Handelsblatt Special Fuhrpark Management
Echte Beulen sind größer als zwei Zentimeter

Wer eine Fahrzeug-Flotte mietet, spart sich eine Menge Arbeit. Und doch gerät mancher Leasing-Nehmer regelmäßig aus der Spur – wenn es daran geht, die genutzten Fahrzeuge zurückzugeben. Denn am Ende stellt sich die Frage, ob der Wagen nur abgenutzt wurde oder echte Schäden aufweist.

KÖLN. Die nämlich könnten den Restwert mindern, und zwar auf Kosten des Kunden. Was schnell zur Vermutung führt, Leasing-Firmen polierten mit überhöhten Schadensansprüchen die Bilanz auf. „Als die Preise auf dem Gebrauchtwagenmarkt noch relativ hoch waren, gab es dieses Problem nicht“, sagt etwa Michael Velte, Chef der Sparkassentochter Deutsche Auto-Leasing und Vorstand des Verbands der markenunabhängigen Fuhrparkmanagementunternehmen. „Man konnte die Autos selbst mit Dellen und Kratzern noch gut verkaufen. Durch den Verfall der Gebrauchtwagenpreise hat sich diese Situation aber geändert. Unternehmen, die früher bei Kratzern kulant waren, lassen sich diese vom Leasingnehmer nun teuer bezahlen.“

Doch die Fuhrparkanbieter fürchten den Vertrauensverlust. Darum haben sich acht Anbieter zu einem Zertifizierungsnetzwerk namens „Faire Fahrzeugbewertung“ zusammengeschlossen. Wer das Zertifikat erhalten will, muss Richtlinien erfüllen, die man zusammen mit der Essener RWTÜV AG entwickelt hat. Der Katalog liefert eine Berechnungsgrundlage für übliche Fahrzeugschäden und schreibt ein standardisiertes Rückgabeprotokoll vor, in dem alle Gebrauchsspuren und Schäden festgehalten werden. Andere Anbieter haben ebenfalls Rückgaberichtlinien entwickelt, die dem Standard der „Fairen Fahrzeugbewertung“ ähneln.

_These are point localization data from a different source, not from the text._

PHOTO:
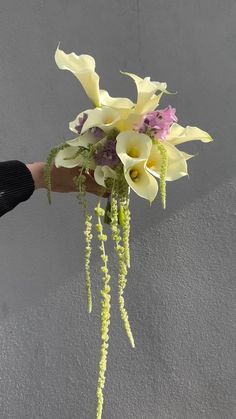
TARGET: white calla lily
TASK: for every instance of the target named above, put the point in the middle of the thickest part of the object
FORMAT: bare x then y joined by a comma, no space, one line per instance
179,134
103,172
146,89
104,118
115,102
132,147
64,158
83,67
142,182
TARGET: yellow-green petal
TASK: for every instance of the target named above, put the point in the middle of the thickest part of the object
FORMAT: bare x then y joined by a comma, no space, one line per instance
142,182
132,147
104,118
179,134
83,68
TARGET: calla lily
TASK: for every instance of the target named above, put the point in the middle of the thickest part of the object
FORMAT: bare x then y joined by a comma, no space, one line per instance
133,147
146,89
64,158
179,134
115,102
83,67
142,182
103,172
104,118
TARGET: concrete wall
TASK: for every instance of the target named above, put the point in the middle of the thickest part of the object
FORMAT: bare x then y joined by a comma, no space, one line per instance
181,289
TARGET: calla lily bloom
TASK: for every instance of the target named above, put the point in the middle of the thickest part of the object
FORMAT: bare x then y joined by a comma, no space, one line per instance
115,102
133,147
104,118
83,67
178,134
146,99
142,182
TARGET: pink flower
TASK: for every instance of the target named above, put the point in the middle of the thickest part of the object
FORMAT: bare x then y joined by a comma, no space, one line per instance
158,123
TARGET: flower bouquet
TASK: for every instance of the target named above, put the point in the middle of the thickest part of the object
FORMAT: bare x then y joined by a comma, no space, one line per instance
124,146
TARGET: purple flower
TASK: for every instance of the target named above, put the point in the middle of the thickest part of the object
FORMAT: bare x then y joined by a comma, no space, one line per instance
107,155
97,132
82,120
158,122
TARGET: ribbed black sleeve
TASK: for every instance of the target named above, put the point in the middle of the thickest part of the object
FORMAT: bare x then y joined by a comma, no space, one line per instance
16,184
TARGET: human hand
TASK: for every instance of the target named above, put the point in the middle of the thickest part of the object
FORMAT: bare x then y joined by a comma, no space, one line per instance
62,179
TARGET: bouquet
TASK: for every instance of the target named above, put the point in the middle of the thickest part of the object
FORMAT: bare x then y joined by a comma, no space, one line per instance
123,145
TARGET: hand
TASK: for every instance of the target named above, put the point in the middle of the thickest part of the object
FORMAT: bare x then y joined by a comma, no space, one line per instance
62,179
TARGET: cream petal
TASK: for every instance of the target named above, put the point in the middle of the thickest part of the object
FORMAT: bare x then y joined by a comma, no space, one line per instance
76,121
103,172
187,156
146,90
104,118
132,147
145,185
115,102
179,134
83,67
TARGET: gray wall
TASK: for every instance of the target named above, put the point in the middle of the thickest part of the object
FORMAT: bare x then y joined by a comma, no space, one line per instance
181,290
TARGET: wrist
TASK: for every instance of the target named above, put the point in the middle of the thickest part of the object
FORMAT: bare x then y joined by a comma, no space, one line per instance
37,172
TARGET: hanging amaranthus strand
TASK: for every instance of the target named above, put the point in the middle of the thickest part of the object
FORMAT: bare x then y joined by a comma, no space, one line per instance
105,312
123,192
122,263
163,170
81,196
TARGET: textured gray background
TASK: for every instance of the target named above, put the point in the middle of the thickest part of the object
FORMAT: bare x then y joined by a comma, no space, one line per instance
181,290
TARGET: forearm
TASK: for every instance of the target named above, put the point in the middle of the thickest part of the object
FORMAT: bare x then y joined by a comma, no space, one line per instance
37,170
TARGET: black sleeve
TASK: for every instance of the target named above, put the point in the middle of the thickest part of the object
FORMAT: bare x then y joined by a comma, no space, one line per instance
16,184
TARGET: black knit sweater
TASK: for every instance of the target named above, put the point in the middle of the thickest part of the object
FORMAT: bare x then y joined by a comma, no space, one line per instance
16,184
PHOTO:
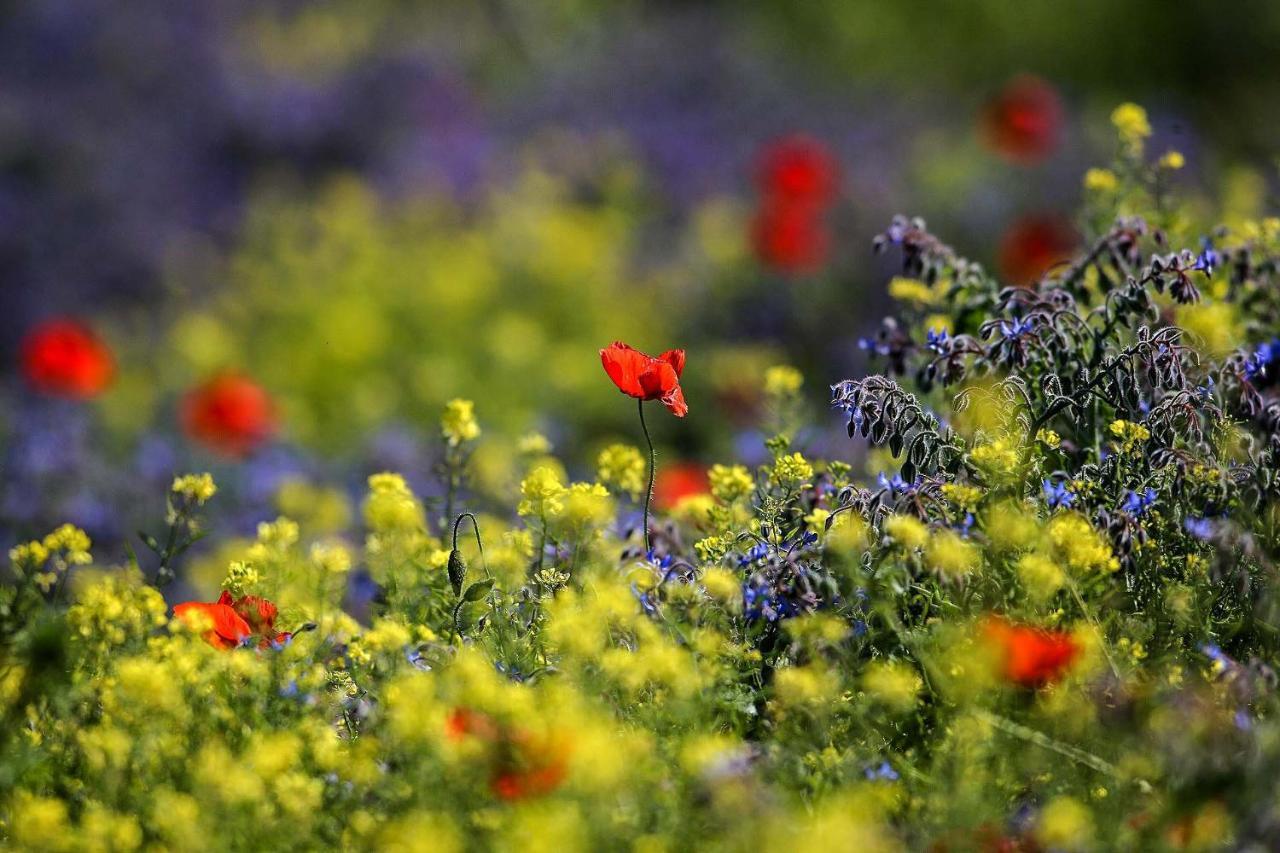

Der Streit darum, ob eine Delle ein Schaden ist oder eine Gebrauchsspur, soll damit ein Ende haben: So fallen Beulen und Dellen solange unter die Kulanzreglung, wie sie kleiner als zwei Zentimeter sind. Auf ähnliche Weise regelt der Richtlinienkatalog die Bewertung von Kratzern und Lackabschürfungen, Glasbruch und Polsterverschleiß, Reifenabnutzung, Verunreinigungen und Steinschlag. Sogar fehlendes Bordwerkzeug oder beschädigte Navigations-CDs sind in der „Fairen Fahrzeugbewertung“ reglementiert.

So müssen sich Leasing-Nehmer und Vermieter theoretisch nur noch zur Übergabe treffen und bei einer gemeinsamen Sichtung ein Übergabeprotokoll verfassen. Größere Schäden sind mit Fotos zu dokumentieren. Schließlich einigt man sich auf die Wertminderung.

Doch den Richtlinien zum Trotz fühlen sich manche Fuhrparknutzer nicht kompetent genug, um gebrauchte Fahrzeuge zu bewerten. Aus diesem Grund bieten viele Leasing-Unternehmen ihren Flottenkunden alternativ auch Bewertungen durch externe Gutachter an.